To say that Brando, Malden, Cobb and Steiger are phenomenal in these roles is to state the obvious. Breathtakingly good, all of them. (In one of those cruel twists of Oscar fate, Malden, Cobb and Steiger received featured actor nominations against each other, allowing a lesser actor in a lesser film to sneak in and take the prize.) Saint matches them, in her film debut; she won the Featured Actress award, while Brando took Best Actor.

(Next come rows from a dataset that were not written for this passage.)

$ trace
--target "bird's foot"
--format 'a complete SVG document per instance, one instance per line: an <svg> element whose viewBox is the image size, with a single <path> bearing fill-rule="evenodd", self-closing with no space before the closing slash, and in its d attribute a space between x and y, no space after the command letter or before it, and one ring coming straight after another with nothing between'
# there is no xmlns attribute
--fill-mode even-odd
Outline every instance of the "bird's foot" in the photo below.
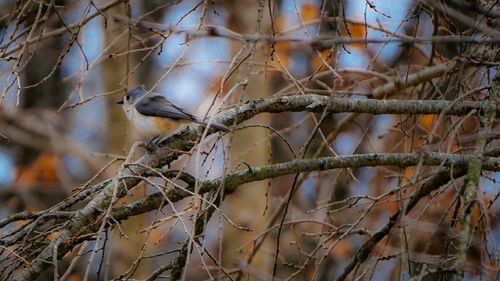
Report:
<svg viewBox="0 0 500 281"><path fill-rule="evenodd" d="M149 152L154 152L155 150L160 148L162 140L163 140L162 136L156 136L145 142L144 148L146 148Z"/></svg>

Kazan and screenwriter Budd Schulberg won awards as well; it was an "On the Waterfront" juggernaut that year. The main loser among the production staff was composer Leonard Bernstein. Loser of the Oscar, that is; his score for "Waterfront" is one of Hollywood's best, and Bernstein fans who don't know this music should stop what they are doing right now and order a recording of his "Symphonic Suite from On the Waterfront" (which can be found on the Naxos collection "Chichester Psalms" among other CDs). The score can be seen as Bernstein's critical step toward West Side Story in 1957.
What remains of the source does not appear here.